La gammagrafía y la cola ngiorresonancia de hígado y vías biliares (CRMN) desplazaron la prueba de la sonda duodenal (PSD) en el estudio de ictericia colestásica por atresia de las vías biliares extrahepáticas (AVBE). Demostrar utilidad de la PSD asociada a ultrasonido de abdomen (USA), en el diagnóstico de AVBE. Cuatro casos con ictericia colestásica se sometieron a PSD y USA; uno de ellos, a CRMN. La PSD fue negativa para bilis en los 4; el USA no demostró vesícula, o la demostró pequeña o irregular, o detectó cordón fibroso; la CRMN mostró quiste de colédoco, pero no AVBE asociada; cirugía y patología documentaron AVBE en los 4. La PSD asociada a USA demuestra ausencia de bilis en el duodeno y anormalidad de la vesícula, respectivamente, lo que conduce a exploración quirúrgica en 24 a 48 h.
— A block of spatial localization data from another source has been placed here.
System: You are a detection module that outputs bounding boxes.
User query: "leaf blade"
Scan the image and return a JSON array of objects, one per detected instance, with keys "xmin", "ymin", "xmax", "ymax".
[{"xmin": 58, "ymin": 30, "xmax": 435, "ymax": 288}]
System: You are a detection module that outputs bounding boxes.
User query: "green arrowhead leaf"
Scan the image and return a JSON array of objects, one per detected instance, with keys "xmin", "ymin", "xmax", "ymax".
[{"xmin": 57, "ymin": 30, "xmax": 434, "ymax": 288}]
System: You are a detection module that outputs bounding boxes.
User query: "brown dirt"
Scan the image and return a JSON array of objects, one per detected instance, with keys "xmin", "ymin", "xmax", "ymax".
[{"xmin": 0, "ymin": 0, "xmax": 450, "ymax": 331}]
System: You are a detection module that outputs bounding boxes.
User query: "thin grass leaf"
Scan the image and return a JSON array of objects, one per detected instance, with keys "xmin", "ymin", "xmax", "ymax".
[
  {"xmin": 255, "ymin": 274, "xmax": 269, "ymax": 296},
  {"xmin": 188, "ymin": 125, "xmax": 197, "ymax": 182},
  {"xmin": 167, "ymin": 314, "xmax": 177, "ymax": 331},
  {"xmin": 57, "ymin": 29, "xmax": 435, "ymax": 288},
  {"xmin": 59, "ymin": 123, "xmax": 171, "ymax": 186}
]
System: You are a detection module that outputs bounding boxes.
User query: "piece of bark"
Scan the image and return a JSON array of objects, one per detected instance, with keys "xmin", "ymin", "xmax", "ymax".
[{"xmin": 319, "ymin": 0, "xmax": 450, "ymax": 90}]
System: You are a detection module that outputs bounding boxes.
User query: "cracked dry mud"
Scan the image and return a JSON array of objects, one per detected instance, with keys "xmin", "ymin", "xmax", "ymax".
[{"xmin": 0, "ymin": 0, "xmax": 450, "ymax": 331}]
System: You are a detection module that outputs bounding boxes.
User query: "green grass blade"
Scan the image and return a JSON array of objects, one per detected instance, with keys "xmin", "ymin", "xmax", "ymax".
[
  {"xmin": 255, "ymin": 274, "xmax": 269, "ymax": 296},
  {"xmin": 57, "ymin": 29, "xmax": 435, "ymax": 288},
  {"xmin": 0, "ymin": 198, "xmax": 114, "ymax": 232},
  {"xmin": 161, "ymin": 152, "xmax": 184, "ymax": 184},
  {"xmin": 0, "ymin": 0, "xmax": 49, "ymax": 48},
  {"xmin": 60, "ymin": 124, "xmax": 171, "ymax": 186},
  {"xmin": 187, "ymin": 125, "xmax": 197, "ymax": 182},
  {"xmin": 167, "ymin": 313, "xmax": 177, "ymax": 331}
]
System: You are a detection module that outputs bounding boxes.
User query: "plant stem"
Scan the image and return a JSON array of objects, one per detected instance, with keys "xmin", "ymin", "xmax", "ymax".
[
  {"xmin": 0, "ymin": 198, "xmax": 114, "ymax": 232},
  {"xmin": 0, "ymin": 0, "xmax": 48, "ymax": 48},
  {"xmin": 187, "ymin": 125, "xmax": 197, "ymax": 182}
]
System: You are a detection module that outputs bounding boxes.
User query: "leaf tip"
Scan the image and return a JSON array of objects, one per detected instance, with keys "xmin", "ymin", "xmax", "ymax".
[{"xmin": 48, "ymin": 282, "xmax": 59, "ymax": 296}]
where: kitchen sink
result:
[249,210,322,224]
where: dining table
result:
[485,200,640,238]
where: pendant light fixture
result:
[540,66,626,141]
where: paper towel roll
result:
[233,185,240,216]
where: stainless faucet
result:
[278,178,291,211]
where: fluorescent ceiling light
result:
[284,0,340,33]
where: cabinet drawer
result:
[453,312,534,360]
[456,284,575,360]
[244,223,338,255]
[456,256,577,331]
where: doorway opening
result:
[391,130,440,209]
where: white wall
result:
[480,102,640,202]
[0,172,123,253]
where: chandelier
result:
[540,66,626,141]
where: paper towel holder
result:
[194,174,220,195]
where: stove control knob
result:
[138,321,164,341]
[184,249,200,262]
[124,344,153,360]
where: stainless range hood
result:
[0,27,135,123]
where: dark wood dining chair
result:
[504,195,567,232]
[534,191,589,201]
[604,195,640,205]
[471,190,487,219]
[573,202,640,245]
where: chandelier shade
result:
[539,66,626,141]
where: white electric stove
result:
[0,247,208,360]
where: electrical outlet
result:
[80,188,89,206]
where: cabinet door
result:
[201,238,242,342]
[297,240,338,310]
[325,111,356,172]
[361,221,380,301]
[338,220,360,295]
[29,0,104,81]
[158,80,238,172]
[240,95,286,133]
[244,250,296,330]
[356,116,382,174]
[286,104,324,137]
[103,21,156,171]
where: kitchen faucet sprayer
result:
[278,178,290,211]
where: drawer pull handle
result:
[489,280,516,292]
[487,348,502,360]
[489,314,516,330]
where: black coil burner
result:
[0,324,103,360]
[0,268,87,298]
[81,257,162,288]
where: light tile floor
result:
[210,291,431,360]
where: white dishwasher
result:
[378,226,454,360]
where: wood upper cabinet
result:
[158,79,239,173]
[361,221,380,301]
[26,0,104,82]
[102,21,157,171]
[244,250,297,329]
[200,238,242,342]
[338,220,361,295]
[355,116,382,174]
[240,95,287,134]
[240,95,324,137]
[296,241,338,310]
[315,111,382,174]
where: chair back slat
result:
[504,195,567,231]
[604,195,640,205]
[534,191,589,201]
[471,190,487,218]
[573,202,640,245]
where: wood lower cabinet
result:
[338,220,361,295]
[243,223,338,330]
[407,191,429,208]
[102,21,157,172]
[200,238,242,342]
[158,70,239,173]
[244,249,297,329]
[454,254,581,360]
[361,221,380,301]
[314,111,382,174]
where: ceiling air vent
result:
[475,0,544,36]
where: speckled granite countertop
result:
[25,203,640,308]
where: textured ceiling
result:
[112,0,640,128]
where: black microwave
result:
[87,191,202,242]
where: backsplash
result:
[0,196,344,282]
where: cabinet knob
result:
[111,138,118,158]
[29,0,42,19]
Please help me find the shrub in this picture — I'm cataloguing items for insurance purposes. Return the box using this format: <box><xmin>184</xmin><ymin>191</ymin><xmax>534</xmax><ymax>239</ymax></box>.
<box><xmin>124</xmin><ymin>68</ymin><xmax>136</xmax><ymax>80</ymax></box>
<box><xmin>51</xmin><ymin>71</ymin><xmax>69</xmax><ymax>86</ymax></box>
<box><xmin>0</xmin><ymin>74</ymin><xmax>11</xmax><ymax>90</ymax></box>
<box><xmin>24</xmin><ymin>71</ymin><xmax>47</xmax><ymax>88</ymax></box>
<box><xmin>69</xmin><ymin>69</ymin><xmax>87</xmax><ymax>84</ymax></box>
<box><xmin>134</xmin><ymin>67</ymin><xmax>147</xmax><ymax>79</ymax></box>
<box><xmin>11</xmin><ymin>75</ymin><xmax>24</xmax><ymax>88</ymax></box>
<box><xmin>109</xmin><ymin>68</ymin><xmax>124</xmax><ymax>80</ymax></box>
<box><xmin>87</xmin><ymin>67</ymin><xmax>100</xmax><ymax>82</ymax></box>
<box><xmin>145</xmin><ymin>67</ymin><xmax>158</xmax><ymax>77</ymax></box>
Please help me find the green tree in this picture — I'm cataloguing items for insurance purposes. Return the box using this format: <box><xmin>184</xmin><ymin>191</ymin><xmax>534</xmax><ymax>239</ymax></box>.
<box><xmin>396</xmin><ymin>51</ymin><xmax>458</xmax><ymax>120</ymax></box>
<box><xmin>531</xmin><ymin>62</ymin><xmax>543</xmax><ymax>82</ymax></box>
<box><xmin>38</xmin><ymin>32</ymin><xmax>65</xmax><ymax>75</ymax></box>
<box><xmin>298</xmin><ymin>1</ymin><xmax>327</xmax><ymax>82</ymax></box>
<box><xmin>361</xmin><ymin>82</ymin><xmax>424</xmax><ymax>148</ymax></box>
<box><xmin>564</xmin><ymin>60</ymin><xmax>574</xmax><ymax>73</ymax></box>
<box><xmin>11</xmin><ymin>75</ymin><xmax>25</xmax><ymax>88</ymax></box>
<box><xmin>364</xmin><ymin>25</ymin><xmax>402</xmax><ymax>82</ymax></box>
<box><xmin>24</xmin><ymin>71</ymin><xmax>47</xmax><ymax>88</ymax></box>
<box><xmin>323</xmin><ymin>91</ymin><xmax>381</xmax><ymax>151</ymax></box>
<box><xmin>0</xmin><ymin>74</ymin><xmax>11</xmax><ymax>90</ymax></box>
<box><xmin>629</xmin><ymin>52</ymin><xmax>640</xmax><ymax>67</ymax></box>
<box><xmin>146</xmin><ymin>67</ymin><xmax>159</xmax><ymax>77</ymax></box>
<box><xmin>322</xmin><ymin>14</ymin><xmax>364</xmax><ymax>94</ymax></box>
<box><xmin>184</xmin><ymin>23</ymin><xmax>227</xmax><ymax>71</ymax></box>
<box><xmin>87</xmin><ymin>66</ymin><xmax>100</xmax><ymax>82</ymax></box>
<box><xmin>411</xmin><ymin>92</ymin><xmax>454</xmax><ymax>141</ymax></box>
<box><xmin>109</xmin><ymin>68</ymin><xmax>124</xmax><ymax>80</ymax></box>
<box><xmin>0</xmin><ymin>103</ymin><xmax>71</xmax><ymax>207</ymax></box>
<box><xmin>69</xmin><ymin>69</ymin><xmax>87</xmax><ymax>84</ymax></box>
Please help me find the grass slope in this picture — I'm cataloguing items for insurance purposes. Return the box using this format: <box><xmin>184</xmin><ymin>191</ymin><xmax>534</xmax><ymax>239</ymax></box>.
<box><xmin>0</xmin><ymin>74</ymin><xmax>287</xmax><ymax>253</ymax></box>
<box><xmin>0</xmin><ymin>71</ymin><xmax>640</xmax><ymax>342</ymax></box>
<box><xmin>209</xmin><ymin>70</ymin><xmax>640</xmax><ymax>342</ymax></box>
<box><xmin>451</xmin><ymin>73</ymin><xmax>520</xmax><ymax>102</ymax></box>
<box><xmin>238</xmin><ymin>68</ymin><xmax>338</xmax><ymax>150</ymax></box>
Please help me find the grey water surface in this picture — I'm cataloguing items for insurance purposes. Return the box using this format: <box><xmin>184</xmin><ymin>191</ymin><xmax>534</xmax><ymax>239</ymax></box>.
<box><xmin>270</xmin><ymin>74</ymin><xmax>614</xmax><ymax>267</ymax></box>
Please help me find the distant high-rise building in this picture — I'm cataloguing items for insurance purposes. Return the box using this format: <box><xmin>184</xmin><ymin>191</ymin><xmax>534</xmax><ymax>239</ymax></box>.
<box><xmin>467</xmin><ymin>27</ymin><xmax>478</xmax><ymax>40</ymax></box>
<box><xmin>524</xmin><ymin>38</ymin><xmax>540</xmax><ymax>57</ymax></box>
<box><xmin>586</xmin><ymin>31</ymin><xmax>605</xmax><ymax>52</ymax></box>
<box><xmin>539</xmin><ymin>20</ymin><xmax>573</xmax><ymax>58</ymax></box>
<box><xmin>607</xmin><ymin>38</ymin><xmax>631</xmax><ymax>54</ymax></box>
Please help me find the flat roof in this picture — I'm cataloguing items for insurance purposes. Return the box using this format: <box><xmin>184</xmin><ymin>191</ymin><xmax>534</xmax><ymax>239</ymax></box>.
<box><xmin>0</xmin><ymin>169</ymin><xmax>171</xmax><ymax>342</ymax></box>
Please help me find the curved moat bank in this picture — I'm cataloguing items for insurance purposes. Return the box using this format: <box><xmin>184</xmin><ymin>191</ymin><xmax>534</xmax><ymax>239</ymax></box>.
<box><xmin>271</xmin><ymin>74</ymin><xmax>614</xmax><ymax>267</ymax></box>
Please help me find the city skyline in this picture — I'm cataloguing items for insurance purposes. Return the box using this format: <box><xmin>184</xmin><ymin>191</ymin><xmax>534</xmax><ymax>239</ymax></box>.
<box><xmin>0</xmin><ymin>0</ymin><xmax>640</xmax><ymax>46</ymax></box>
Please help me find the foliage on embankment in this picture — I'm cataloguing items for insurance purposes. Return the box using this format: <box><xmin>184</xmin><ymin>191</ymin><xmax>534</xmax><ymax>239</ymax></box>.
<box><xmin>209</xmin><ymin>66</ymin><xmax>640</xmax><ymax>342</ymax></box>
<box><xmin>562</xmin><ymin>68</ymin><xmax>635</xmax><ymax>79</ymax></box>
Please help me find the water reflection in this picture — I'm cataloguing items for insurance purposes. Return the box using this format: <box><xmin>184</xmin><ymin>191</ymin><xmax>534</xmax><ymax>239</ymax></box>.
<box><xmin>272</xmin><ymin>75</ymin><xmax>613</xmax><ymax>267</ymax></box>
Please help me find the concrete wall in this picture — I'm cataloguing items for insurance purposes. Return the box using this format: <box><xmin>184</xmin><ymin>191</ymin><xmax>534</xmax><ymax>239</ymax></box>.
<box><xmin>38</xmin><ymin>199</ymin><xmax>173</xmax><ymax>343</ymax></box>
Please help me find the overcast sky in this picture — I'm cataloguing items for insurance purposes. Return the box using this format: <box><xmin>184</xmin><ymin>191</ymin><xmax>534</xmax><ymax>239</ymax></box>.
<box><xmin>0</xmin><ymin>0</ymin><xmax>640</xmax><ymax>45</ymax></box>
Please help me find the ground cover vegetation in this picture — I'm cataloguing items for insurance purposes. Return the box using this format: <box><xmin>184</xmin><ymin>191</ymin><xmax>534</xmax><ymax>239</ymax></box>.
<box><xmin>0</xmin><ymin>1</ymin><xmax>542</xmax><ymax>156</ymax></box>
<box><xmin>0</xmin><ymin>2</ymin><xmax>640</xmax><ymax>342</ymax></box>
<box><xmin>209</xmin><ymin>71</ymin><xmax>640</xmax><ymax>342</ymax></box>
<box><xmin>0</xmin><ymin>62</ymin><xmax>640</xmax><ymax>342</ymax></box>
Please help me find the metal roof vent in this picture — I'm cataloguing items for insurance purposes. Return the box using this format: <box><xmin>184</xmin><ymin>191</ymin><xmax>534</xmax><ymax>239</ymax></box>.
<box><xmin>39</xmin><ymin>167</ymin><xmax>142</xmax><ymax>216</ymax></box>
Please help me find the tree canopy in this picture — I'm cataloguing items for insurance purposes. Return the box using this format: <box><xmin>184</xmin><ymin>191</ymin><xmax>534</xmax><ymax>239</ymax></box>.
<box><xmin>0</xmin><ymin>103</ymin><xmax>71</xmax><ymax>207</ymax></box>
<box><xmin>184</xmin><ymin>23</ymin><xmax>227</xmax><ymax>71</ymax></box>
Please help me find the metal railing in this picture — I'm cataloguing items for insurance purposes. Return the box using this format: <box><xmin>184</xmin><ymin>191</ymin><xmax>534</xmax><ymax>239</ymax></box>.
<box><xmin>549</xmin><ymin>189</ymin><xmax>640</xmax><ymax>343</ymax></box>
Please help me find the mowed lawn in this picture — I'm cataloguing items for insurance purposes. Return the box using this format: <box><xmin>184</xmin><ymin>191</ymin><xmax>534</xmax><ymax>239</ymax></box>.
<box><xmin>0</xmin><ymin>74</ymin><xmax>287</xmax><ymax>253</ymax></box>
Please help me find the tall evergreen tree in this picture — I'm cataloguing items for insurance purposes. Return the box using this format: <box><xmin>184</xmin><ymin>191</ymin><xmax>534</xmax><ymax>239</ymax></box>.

Liver and b iliary tree scintigraphy and magnetic resonance cholangiography (MRC) have taken the place of the duodenal tube test (DTT) in the study of cholestatic jaundice due to extrahepatic biliary atresia (EBA). The usefulness of DTT associated with abdominal ultrasound (AUS) in the diagnosis of EBA was demonstrated in 4 patients presenting with cholestatic jaundice that underwent DTT and AUS; one of them also had MRC. DTT was negative for bile in the 4 patients; AUS did not identify the gallbladder or showed it as small and irregular, or detected a fibrous cord; MRC identified a choledochal cyst but no associated EBA; surgery and pathology study documented EBA in all 4 patients. DTT associated with AUS demonstrated the absence of bile in the duodenum and gallbladder abnormality, respectively, leading to surgical exploration within 24 to 48 hours.
Introduction
Two female infants, 64 and 89 days old, and 2 male infants, 61 and 52 days old, were products of uncomplicated natural eutrophic births. They weighed between 3 and 3.7 Kg and developed jaundice at the first 2 weeks of life, along with hard, nodular hepatomegaly with a well-defined edge, splenomegaly, and abdominal distension. One of the patients had choluria from the first week of life. Duodenal tube test (DTT) and abdominal ultrasound (AUS) were done on all 4 patients and one had magnetic resonance cholangiography (MRC).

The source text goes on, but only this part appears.